Mounted, overmatted, signed in pencil on the mat. 1956, printed no later than 1967 (el Mochuelo, pl.102; MOMA p.13)
Harry Callahan was a self-taught photographer, who transcended school, movement and classification. In 1976, John Szarkowzki considered Callahan's practice in relation to purely formalist concerns. Callahan's photographs do have a certain graphic coolness, but close attention reveals a charged form of meditation: calm, intense and intimate.
This vintage print, Multiple Exposure Tree, taken in 1956, is emblematic of Callahan's landscape and nature photography. Although there is a concern for the formal qualities of the precise depiction of the tree against the stark white background of the snow, equally this image with its multiple exposures can be understood for its sense of rhythm, movement and alternation. Callahan said, 'I want to reveal subject matter in a way so as to intensify it.' In this photograph, the representation of the tree as a formal object is perhaps secondary to the true subject of the image, the wind and its interceding force upon nature. Although varied in his approach to photography, Callahan approached all his subjects with a reflective poetic gaze that transcends the medium itself.

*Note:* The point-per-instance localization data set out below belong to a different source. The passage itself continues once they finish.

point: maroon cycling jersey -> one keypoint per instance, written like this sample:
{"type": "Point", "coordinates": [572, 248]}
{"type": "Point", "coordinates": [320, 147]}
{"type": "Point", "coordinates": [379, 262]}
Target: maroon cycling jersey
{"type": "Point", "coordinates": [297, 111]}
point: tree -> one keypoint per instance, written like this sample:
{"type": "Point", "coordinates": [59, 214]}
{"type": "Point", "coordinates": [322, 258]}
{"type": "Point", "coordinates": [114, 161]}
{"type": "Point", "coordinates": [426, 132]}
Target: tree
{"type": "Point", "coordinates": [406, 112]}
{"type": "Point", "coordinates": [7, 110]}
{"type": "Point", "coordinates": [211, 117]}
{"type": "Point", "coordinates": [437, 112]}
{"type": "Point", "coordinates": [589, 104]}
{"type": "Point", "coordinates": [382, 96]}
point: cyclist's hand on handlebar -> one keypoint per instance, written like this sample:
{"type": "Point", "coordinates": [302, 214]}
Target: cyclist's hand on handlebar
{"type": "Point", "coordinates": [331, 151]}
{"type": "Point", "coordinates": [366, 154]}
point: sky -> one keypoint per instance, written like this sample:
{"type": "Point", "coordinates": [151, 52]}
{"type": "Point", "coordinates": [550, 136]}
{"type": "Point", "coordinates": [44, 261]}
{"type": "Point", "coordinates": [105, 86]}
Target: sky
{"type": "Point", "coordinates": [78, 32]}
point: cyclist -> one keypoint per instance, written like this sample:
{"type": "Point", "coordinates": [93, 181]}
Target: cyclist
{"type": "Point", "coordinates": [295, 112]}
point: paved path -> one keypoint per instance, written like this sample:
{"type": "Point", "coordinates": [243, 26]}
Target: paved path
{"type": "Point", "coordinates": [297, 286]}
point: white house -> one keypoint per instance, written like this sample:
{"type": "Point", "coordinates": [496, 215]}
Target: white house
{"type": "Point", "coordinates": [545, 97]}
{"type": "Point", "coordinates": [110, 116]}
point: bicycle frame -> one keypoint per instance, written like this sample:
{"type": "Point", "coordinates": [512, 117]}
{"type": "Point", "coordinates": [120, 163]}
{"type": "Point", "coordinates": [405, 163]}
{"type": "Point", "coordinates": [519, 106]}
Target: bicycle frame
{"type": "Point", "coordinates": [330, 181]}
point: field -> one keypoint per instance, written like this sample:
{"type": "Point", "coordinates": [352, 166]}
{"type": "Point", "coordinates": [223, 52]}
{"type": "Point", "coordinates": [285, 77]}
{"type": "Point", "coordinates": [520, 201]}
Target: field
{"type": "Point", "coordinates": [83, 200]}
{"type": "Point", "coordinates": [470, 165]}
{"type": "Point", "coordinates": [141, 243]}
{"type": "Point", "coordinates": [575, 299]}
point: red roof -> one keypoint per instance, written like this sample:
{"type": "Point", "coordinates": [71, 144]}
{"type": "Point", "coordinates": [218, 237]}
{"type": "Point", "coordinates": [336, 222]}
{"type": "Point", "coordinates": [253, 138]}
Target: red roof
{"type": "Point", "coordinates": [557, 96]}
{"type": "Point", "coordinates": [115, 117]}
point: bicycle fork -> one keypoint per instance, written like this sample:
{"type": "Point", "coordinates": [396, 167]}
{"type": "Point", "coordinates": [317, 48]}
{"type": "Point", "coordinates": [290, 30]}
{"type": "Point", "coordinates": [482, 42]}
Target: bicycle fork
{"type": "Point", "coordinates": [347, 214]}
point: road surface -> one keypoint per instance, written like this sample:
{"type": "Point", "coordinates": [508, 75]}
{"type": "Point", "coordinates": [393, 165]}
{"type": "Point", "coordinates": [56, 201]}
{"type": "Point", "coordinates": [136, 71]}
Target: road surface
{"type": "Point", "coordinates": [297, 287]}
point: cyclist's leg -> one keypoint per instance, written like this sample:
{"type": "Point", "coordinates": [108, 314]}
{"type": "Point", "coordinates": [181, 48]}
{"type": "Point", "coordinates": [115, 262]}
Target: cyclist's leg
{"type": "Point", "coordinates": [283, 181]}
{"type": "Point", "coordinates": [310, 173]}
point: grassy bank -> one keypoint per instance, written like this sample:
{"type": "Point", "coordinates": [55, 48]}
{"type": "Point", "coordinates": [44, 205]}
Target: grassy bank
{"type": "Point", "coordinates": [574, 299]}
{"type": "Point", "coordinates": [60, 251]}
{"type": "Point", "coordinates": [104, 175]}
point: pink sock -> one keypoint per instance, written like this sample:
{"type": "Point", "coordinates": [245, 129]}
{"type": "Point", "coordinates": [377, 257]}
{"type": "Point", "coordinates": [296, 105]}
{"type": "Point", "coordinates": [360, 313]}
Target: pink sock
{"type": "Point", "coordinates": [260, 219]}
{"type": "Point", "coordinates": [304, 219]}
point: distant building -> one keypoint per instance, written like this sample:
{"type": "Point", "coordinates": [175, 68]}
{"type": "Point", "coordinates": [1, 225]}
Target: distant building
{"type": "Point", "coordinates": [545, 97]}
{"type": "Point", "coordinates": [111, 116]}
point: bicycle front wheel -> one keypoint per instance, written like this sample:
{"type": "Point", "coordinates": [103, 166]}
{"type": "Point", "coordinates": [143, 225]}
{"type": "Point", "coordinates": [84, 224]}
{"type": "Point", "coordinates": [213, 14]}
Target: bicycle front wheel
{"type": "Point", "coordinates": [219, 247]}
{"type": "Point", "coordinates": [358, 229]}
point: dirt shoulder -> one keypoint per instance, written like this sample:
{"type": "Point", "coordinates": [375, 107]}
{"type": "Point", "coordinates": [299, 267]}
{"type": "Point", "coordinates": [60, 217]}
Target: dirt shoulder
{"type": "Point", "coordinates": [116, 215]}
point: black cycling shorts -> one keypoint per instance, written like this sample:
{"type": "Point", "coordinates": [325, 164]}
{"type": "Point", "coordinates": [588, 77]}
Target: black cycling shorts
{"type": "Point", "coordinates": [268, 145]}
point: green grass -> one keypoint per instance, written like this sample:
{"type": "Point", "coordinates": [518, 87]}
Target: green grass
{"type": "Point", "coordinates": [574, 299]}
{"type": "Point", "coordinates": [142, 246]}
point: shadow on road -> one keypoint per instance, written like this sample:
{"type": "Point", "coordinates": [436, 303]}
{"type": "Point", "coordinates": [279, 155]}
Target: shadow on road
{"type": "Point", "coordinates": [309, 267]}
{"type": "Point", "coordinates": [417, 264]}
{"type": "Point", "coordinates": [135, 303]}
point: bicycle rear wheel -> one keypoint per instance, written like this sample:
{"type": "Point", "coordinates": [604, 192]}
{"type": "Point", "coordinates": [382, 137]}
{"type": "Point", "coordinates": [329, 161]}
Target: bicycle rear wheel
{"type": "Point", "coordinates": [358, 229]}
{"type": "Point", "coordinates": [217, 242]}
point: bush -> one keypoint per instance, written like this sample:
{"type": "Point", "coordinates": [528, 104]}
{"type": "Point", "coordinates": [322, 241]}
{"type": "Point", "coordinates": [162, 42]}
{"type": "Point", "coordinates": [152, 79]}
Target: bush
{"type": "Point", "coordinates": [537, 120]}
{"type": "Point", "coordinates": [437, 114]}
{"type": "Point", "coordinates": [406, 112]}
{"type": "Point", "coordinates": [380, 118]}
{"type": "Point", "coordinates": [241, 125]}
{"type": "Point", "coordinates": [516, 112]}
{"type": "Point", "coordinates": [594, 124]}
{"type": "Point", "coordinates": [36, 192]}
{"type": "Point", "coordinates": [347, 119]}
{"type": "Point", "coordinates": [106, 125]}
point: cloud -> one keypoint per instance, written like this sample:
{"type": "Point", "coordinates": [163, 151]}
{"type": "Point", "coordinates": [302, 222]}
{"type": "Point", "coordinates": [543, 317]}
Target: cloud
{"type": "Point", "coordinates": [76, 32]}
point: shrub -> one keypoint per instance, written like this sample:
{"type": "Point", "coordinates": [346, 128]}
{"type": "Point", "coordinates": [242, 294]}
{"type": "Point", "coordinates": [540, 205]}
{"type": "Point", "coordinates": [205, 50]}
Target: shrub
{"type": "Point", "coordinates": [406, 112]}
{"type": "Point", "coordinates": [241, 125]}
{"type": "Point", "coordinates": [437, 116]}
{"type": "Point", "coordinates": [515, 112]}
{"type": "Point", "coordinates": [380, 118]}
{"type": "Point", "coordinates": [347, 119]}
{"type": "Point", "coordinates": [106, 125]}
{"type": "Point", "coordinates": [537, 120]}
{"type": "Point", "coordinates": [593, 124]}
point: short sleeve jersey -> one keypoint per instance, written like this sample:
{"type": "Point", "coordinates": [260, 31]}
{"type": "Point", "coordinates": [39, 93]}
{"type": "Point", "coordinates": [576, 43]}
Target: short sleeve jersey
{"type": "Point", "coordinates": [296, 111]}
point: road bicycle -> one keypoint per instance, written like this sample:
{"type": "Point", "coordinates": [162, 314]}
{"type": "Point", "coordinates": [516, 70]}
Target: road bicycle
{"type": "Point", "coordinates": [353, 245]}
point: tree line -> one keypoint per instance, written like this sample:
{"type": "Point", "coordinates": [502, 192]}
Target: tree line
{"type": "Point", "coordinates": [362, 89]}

Susan Butler, the creative director of Creative Camera, describes the sensation of looking at a Callahan photograph. She writes, One has the sense with Callahan, with viewing his work, of a kind of visual listening, which yields more to the perception the longer it is sustained. It is like listening to silence in the dead of night and discovering exactly what the sound of another person's breathing or the rustling of bedclothes is actually like, and that something which goes habitually unremarked can fill one's sense once attention is given to it.